The Skills fOr Life Adjustment and Resilience (SOLAR) program was developed by an international collaboration of trauma and disaster mental health experts through an iterative expert consensus process. The resulting five session, skills-based intervention, deliverable by community-based or frontline health or disaster workers with little or no formal mental health training (known as coaches), was piloted with 15 Australian bushfire survivors using a pre-post with follow up, mixed-methods design study.
Findings from this pilot demonstrated that the SOLAR program was safe and feasible for non-mental health frontline workers (coaches) to deliver locally after two days of training. Participants' attendance rates and feedback about the program indicated that the program was acceptable.
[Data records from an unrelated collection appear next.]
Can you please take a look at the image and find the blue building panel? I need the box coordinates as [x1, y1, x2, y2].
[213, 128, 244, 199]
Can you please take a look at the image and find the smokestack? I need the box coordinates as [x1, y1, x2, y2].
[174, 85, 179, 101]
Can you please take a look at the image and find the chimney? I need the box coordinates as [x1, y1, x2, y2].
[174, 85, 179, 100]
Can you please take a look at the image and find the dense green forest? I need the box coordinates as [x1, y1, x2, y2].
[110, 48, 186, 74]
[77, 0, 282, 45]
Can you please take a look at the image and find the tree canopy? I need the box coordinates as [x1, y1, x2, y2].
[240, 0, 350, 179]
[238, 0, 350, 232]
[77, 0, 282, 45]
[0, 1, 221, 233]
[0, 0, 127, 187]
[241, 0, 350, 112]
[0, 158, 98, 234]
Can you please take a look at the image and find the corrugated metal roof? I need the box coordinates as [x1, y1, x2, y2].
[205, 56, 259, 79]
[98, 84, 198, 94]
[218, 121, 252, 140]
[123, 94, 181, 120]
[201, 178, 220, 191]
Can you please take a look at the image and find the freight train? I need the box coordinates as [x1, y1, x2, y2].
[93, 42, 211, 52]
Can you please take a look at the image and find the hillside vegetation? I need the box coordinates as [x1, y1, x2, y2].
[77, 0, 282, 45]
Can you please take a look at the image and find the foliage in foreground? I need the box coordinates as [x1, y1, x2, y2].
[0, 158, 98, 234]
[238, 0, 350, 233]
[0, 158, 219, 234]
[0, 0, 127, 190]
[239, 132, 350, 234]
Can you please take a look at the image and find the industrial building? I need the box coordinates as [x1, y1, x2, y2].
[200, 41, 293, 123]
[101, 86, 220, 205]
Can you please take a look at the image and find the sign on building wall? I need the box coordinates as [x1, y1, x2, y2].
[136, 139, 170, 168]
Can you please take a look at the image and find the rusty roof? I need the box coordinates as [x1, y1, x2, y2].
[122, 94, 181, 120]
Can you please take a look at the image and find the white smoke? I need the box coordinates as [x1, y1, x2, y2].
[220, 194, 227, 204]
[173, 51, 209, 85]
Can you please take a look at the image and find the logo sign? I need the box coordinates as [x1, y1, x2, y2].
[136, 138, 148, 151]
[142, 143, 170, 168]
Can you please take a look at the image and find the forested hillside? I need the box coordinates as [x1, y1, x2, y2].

Pre-post quantitative analysis demonstrated reductions in psychological distress, posttraumatic stress symptoms, and impairment.
This study provides preliminary evidence that the delivery of the SOLAR program after disaster by trained, frontline workers with little or no mental health experience is feasible, acceptable, safe, and beneficial in reducing psychological symptoms and impairment among disaster survivors. Randomized controlled trials of the SOLAR program are required to advance evidence of its efficacy.